Personal information
- Full name: Olivér Zoltán Nagy
- Date of birth: 12 March 2003 (age 23)
- Place of birth: Budapest, Hungary
- Position: Defender

Team information
- Current team: Ferencváros
- Number: 54

Youth career
- 2009–2013: Kőbányai ISE
- 2013–2020: Ferencváros

Senior career*
- Years: Team / Apps / (Gls)
- 2020–: Ferencváros / 1 / (0)
- 2021–2023: Ferencvárosi TC II / 14 / (0)
- 2021–2023: → Soroksár (loan) / 51 / (1)
- 2023–2024: → Kecskemét (loan) / 13 / (1)
- 2024–2026: → Soroksár (loan) / 43 / (2)

= Olivér Nagy (footballer, born 2003) =

Hungarian footballer

Olivér Nagy (born 12 March 2003) is a Hungarian football player who plays as a defender for Nemzeti Bajnokság I club Ferencváros.

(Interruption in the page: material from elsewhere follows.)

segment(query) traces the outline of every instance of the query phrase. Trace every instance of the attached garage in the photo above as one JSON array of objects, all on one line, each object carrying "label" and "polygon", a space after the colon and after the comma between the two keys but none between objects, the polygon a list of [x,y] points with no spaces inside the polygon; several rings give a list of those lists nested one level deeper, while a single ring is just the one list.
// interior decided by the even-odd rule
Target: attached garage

He began his youth career with KISE and Ferencváros in Budapest. As a senior, he initially played for Ferencváros II in Nemzeti Bajnokság III, before spending several seasons with Soroksár in Nemzeti Bajnokság II. In July 2023, he joined Nemzeti Bajnokság I side Kecskemét on a one-year loan. During his spell at the club, he also made his international debut in the UEFA Conference League qualifying rounds, playing against Latvian side Riga FC.

From 2026, he became a member of Ferencváros' first-team squad, making further international appearances in the UEFA Europa League and also playing in the top flight of the Hungarian league.